The scientific literature is replete with incredible case studies and many books have been written on the topic. One of the most startling examples, in my opinion, is the recent publication of a scientific paper: Perfectly normal 24 year old Chinese woman complains of dizziness, X-Ray reveals her entire cerebellum (home to half the neurons in her brain and responsible for much of our motor activities as well as parts of language) is missing — apparently a genetic defect.
Yet, for all practical purposes, she is a healthy adult woman and no one really noticed any problems over the first two and a half decades of her life. Her mother remembers that she started walking and talking a couple of years later than normal — which means her brain was busy reprogramming itself in those two years so other regions could pick up the responsibilities usually handled by the cerebellum. The end result? Almost no externally visible degradation in performance; the only complaints that brought her to the hospital were some slight dizziness and occasional vomiting. Unbelievable, yet true.
Another example is hemispherectomy, a medical procedure in which an entire half of the brain is removed to reduce epileptic seizures. These events are not as rare as you might imagine. Here’s an article from NPR outlining a recent case. Studies “have found no significant long-term effects on memory, personality, or humor, and minimal changes in cognitive function overall.” Wow! Just wow!
It’s as if your laptop were to wake up one morning and say to itself: “Dammit, I see both the hardware and the software for the disk controller are not working properly. Let me just rewrite the network driver to take over that function and repurpose this chunk of silicon from the graphics controller over there to perform storage operations instead!” Meanwhile, the rest of the system, including graphics and networking, continue to work with little or no degradation in functionality and performance.

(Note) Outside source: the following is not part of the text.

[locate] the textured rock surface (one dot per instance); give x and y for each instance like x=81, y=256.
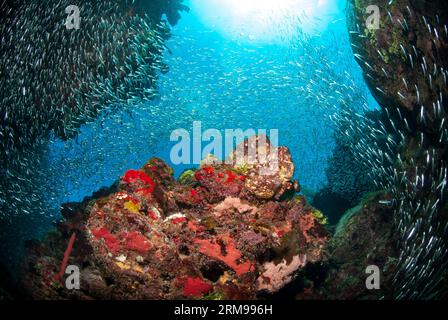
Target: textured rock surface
x=365, y=236
x=150, y=237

Note that this is very different from a loosely coupled cluster of computers (multiple brains) making forward progress in the case of a single node failure or even network partitioning. It’s the equivalent of a single computer continuing to work properly even after you attack the motherboard with a blunt instrument.
As you read about the human brain and its neuroplasticity, you realize that any comparisons to the “artificial intelligence” of computers and new advances in “deep learning” algorithms is laughable. We can’t even keep our simplistic computers working with a dozen specialists (engineers, support people, operations team, etc) on-call round the clock; we have to throw away the hardware and the software every few years and start over again.

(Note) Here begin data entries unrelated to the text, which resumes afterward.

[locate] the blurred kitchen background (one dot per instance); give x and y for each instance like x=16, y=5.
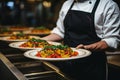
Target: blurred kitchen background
x=29, y=12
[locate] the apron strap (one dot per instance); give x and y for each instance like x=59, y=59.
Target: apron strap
x=95, y=7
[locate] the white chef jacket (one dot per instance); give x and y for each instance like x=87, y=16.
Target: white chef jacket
x=107, y=19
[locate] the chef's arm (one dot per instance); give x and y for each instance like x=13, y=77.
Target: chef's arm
x=52, y=37
x=98, y=46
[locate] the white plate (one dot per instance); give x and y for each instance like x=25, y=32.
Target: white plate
x=17, y=44
x=7, y=38
x=82, y=53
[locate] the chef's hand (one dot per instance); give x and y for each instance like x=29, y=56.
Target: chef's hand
x=98, y=46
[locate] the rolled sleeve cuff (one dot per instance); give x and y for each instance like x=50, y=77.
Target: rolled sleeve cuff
x=58, y=32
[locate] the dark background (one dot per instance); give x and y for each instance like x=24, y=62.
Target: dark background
x=31, y=12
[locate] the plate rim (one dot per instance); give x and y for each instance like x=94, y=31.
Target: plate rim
x=27, y=48
x=88, y=53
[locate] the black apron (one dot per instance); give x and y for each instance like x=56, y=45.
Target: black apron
x=80, y=29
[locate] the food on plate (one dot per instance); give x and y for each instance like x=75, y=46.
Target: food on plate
x=56, y=51
x=35, y=43
x=40, y=30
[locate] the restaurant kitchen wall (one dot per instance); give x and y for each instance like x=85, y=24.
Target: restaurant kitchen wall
x=29, y=12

Computers becoming smarter than us soon? Don’t make me laugh. Computers may be better (read: faster) than us in some respects but that is a superficial advantage at best. We have been reprogramming our brains for millions of years. Evolutionarily speaking, the computing industry is not even at the mammalian stage of development yet. In terms of plasticity, it would be more apt to compare today’s most powerful supercomputers to Darwin’s favorite barnacles than to a human brain.
If I could talk to my computer, I’d remind it of Woody’s immortal words to Buzz Lightyear in Toy Story: “YOU ARE A TOY! … You are a child’s play thing!”

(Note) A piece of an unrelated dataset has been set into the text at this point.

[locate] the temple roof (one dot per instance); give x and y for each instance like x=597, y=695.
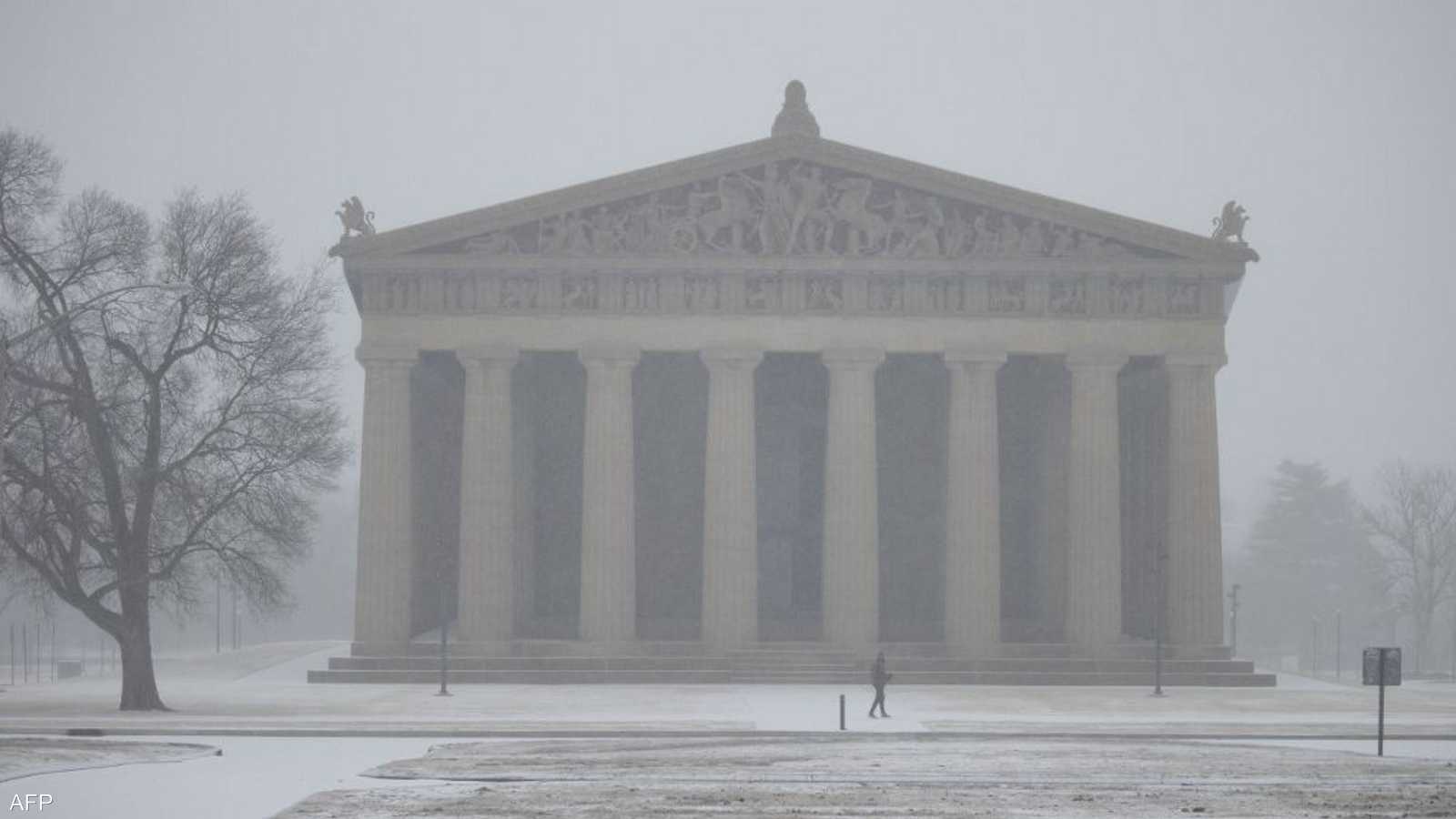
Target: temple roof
x=794, y=194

The next time we get all proud of ourselves for the quality of our software, its “robust” error handling capabilities, or its (snicker) self-healing algorithms, we should remember the story of the software that runs us — non-stop for a hundred years, 99.9% defect free, with no need for reboots, no need for an “OS upgrade” or even “hardware” replacement.
And, oh yeah, by the way, it heals itself and reprograms itself around massive partial system failures, too.